Americans seem to have an attitude towards guns which is very difficult for me, as a European, to understand. A Romanian friend, a senior consultant dermatologist, attended a medical conference in Chicago. She was invited by one of her American colleagues to visit him at home, where, once they had had a glass of wine and chatted for a while, the colleague and his wife proudly showed off their latest additions to their gun collection.

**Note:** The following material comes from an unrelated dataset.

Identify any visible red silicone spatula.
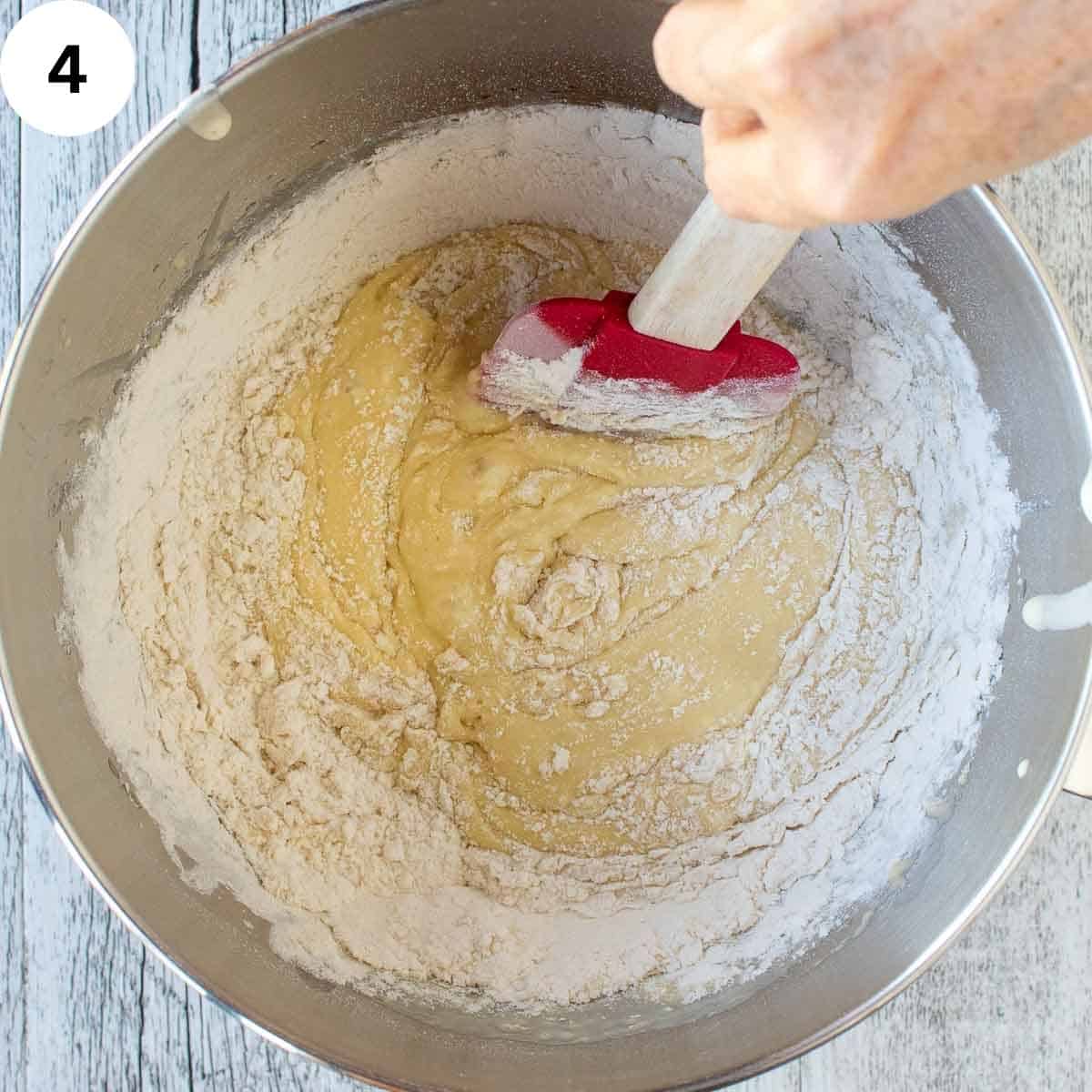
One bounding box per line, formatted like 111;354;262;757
480;197;799;436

My friend was horrified. "Why" she said to me, "Would anyone, let alone a doctor, think I would be interested in seeing a selection of dangerous weapons whose main purpose is to inflict severe injury on other people?" I was unable to offer any sensible answer and could only concur with her attitude.

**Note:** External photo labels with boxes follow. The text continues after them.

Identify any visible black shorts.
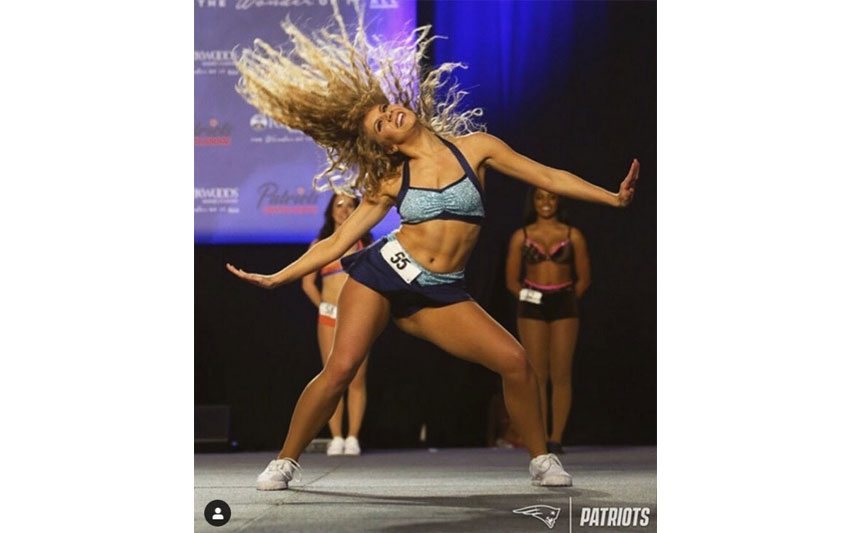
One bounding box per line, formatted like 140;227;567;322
518;287;579;322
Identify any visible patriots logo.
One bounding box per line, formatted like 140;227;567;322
512;505;560;529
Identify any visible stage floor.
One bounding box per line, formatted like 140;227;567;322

1) The calibre of ammunition used means that if hit, you are very unlikely to survive.
2) The amount of ammunition they hold and the rate of fire means that a shooter will get to kill many people before they have had a chance to take cover.

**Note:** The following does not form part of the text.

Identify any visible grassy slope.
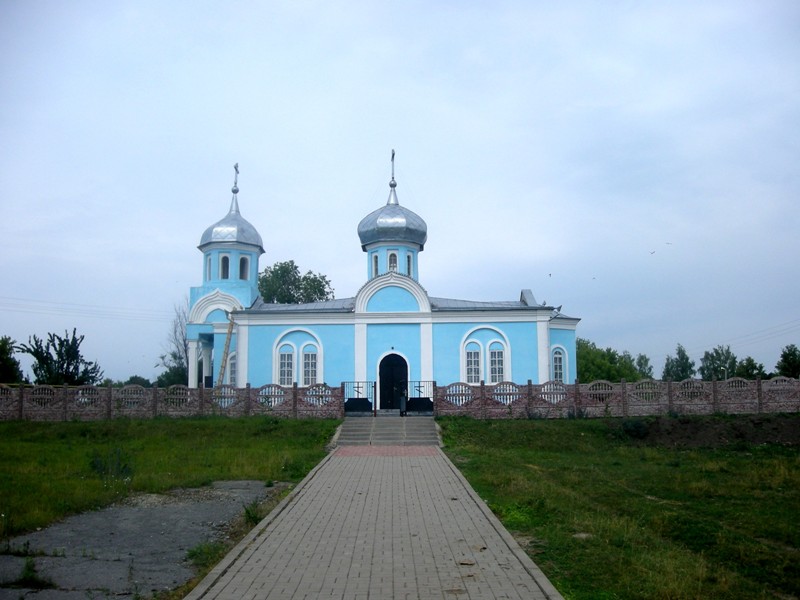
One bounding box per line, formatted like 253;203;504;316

3) They are accurate and effective over a much longer range than side arms. This was demonstrated in the Las Vegas mass shooting.
That being said, I jumped to read the comments after the author claimed that you can "order an AR-15 through the mail," implying that I can go on one of the many websites used for gun sales, and USPS will simply deliver an AR-15-shaped brown paper package to my door. The reality is that anyone conducting such a business is actually in violation of federal law and should be reported to the BATFE. One can order an AR-15, bolt action hunting rifle, semi-automatic pistol, or even a .50 caliber anti-materiel rifle off the internet, but it still needs to be received by a retailer with a valid FFL, who will then run a background check per regulations and still has the right to refuse sale.
If one may be permitted a cynical observation. As long as the victims of gun violence are school kids, students, cinema goers, shoppers and random passers by in the wrong place at the wrong time, we will be subjected to the usual bullshit arguments from the gun industry lobbyists and apologists. Should it ever be the case that some outraged grieving parent did subject the above to the horrors they are perfectly happy to see others suffer then they might just pause to think again.
In Colorado, we have a Red Flag law. Why didn't the relatives of the Boulder murderer invoke that? Why did both the Federal Bureau of Investigation and the Colorado Bureau of Investigation background checks fail to prevent the Boulder murderer from buying a gun?
Like the Marjorie Stoneman Douglas murderer, the Boulder murderer had criminal incidents in high school. Did the Jefferson County Public School System fail to press criminal charges which would have prevented him from buying a gun?
There were many failures by public officials here that this commentary fails to mention. Most often, Progressives, Liberals, and Democrats talk about gun control to create energy for them in the voting public. They really have little idea of how to solve problems nor do they care.